Estavam presentes a ouvidora da Mulher e presidente da Comissão de Prevenção e Enfrentamento do Assédio Moral e do Assédio Sexual do Poder Judiciário do Tocantins, desembargadora Angela Haonat; junto a ela, compareceram as servidoras Mayana Araújo e Viviane Gomes, representando a juíza responsável pela Cevid, Cirlene Maria de Assis Santos Oliveira.

XVIII Jornada Lei Maria da Penha

Com uma programação voltada para a importância da atuação em rede, bem como para a capacitação dos profissionais de diversas áreas para a criação de uma cultura de respeito e não violência entre as pessoas, teve início hoje a 18ª edição da Jornada Lei Maria da Penha, em Brasília (DF).

A iniciativa do Conselho Nacional de Justiça (CNJ) segue até esta quinta-feira (8/8) e conta com painéis temáticos e oficinas sobre aprimoramento de fluxos entre órgãos que atendem demanda de violência doméstica e familiar.

A coordenadora Estadual da Mulher em Situação de Violência Doméstica e Familiar, juíza Cirlene Maria de Assis Santos Oliveira, participa do evento representando o Poder Judiciário, ao lado dos juízes das Varas Especializadas de Gurupi e Palmas, respectivamente, Jossanner Nery Nogueira Luna e Antiógenes Ferreira de Souza e das juízas Nely Alves da Cruz e Edssandra Barbosa da Silva Lourenço, bem como da servidora Leida Maria da Silva Thomé, e dos assessores jurídicos Elias Pereira de Sousa, Ricardo Lustosa Dourado e Bruno Abelardo Rocha Carvalho Martins.

“Uma justiça preocupada em atender, não só em prestar um atendimento jurisdicional, que é de quando essa mulher já passou pela delegacia, já tem um processo registrado, mas também em trabalhar as políticas públicas que tratam de violência doméstica.

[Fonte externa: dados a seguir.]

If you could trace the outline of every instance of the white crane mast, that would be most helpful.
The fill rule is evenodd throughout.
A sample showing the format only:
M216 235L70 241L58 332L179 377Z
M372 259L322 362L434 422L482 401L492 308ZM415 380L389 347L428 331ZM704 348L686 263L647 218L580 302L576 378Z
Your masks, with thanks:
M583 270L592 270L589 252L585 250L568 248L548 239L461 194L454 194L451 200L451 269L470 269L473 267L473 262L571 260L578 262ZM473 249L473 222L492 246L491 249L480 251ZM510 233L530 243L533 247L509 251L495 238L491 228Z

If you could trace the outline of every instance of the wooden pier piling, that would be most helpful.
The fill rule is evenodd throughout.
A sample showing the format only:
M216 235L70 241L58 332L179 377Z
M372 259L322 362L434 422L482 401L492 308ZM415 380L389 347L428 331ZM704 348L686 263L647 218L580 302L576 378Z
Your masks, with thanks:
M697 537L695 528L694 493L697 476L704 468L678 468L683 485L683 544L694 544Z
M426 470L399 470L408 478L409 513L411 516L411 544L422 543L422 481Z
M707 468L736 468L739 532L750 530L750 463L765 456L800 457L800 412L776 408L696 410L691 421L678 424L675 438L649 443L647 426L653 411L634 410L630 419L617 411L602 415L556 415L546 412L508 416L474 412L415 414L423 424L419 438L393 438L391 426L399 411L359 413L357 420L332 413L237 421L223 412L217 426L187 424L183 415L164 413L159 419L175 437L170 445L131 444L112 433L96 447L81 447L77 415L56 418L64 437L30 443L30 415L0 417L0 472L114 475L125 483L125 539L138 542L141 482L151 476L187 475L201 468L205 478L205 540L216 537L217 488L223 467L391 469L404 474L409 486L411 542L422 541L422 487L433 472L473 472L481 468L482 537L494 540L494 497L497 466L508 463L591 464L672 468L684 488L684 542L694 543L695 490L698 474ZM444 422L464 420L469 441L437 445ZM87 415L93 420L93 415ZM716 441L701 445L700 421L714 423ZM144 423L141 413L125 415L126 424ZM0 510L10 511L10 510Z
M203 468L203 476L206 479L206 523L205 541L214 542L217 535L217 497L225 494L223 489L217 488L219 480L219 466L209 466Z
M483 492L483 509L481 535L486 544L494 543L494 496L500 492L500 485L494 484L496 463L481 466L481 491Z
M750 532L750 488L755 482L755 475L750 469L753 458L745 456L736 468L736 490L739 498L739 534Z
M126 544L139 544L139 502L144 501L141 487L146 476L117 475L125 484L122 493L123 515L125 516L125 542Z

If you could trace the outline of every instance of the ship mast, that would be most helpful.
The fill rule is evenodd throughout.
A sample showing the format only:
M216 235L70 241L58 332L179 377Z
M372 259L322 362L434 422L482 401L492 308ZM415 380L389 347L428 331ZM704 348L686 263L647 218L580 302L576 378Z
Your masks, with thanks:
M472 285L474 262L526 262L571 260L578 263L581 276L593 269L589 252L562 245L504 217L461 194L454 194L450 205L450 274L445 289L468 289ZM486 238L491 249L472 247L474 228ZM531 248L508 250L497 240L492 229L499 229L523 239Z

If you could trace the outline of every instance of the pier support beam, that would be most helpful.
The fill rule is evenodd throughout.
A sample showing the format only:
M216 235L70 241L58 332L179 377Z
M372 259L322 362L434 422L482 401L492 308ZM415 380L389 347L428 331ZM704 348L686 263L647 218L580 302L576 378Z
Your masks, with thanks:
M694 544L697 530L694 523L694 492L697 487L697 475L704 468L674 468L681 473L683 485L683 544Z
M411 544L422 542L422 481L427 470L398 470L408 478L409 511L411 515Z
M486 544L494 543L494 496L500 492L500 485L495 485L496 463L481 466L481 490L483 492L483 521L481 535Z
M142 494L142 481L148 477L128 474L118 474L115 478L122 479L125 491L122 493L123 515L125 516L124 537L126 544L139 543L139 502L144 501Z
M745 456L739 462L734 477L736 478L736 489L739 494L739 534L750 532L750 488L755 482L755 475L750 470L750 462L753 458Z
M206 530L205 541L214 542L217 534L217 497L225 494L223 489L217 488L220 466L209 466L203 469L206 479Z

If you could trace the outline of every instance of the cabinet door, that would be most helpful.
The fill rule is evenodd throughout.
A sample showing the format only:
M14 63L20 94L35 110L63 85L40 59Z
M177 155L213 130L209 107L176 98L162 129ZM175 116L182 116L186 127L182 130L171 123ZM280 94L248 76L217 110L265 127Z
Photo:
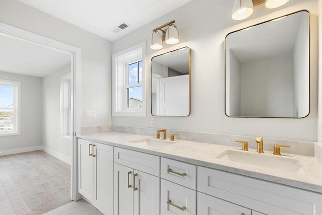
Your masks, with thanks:
M105 215L113 214L113 148L94 142L93 205Z
M251 215L250 209L198 192L198 214L203 215ZM253 214L254 215L254 214Z
M133 170L114 164L114 215L133 214Z
M93 196L93 142L78 139L78 192L90 201Z
M160 214L160 178L134 170L134 215Z
M160 204L161 215L196 214L197 191L161 179Z

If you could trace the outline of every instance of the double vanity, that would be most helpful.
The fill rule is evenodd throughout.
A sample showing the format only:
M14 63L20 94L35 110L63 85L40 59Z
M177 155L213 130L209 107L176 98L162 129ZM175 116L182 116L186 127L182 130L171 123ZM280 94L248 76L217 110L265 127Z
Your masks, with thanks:
M158 133L77 135L79 193L105 214L322 214L314 157Z

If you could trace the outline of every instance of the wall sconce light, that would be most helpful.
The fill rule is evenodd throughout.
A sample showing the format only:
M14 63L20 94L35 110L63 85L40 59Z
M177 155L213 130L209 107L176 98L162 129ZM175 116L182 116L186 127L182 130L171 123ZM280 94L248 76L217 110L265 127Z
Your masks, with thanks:
M179 32L174 24L175 22L173 20L152 30L150 48L152 49L160 49L163 47L163 41L171 45L179 42ZM163 29L167 27L167 29Z
M278 8L287 3L289 0L235 0L232 6L231 18L242 20L253 14L253 7L265 3L269 9Z

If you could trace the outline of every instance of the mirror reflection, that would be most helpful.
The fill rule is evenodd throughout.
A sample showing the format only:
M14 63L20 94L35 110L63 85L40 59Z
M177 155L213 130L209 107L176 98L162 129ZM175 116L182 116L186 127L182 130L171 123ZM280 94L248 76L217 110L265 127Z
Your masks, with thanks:
M227 36L228 116L302 118L309 112L308 12L296 12Z
M154 56L151 63L152 115L188 116L190 49L185 47Z

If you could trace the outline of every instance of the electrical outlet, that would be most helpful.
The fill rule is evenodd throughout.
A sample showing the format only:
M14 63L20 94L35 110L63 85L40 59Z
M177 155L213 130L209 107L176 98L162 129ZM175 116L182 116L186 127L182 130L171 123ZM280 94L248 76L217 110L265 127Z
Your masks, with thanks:
M150 127L154 127L154 117L150 118Z

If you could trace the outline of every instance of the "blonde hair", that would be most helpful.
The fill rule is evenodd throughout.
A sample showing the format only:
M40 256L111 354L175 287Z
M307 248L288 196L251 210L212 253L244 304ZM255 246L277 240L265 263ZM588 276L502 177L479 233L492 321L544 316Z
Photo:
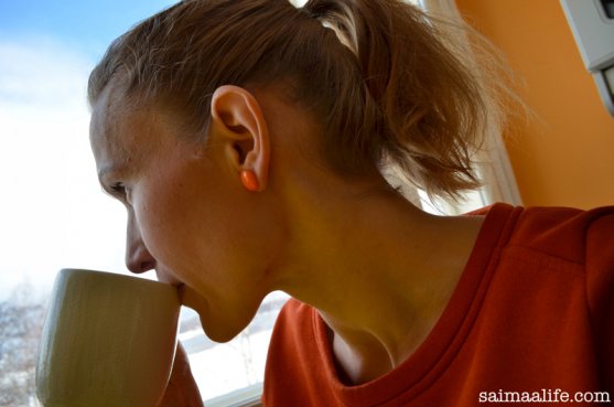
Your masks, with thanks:
M478 184L472 165L491 96L450 46L450 30L400 0L186 0L118 38L89 77L130 103L177 107L206 133L222 85L286 83L320 121L331 168L359 176L394 165L431 195ZM463 32L471 30L461 26Z

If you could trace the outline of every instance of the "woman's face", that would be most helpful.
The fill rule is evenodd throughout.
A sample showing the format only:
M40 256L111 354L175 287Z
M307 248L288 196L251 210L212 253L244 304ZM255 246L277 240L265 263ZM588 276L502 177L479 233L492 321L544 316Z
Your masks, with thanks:
M228 146L183 141L176 117L103 93L90 142L103 188L128 210L127 265L180 287L213 340L240 332L270 291L274 211L246 191Z

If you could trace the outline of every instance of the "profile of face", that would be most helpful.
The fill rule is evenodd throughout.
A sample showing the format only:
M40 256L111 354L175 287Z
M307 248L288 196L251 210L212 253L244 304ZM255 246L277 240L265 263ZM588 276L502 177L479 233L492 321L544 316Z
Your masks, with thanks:
M249 167L267 182L261 111L244 89L218 89L206 141L195 142L177 115L118 94L109 85L93 105L90 143L100 184L128 211L127 266L180 287L207 335L228 341L274 285L276 204L239 176Z

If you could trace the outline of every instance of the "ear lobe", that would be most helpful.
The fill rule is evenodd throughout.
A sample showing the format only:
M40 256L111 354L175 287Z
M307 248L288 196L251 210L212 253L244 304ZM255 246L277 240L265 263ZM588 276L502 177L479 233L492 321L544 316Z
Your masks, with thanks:
M254 95L233 85L218 87L211 103L212 124L228 143L227 159L237 170L254 172L258 191L269 176L269 133L265 116Z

A Cevid existe para trabalhar esse eixo. E dentro desse eixo de atuação, temos diversos projetos e programas, por isso participarmos de iniciativas como esta da Jornada Lei Maria da Penha nos enriquece ainda mais”, disse a coordenadora da Cevid, magistrada Cirlene Maria de Assis Santos Oliveira.

Prédio do TJTO recebe iluminação da campanha

O prédio do Tribunal de Justiça do Tocantins (TJTO) recebe uma iluminação diferente este mês. Em adesão ao movimento Agosto Lilás, a sede da Justiça tocantinense estará coberta com luzes na cor lilás durante a noite. A homenagem se dá pela importância de refletir e conscientizar sobre a prevenção e denúncia de casos de violência doméstica e familiar contra as mulheres, como também a de responsabilizar os agressores. 

Maria da Penha

Na data de publicação dessa matéria (7/8) é comemorado os 18 anos de implantação da Lei Maria da Penha, sancionada em 7 de agosto de 2006. Sendo uma das principais leis de proteção às mulheres, seu nome homenageia a biofarmacêutica cearense Maria da Penha Maia Fernandes, que sofreu duas tentativas de homicídio por seu ex-marido e, desde então, se tornou um dos símbolos da luta contra a violência doméstica.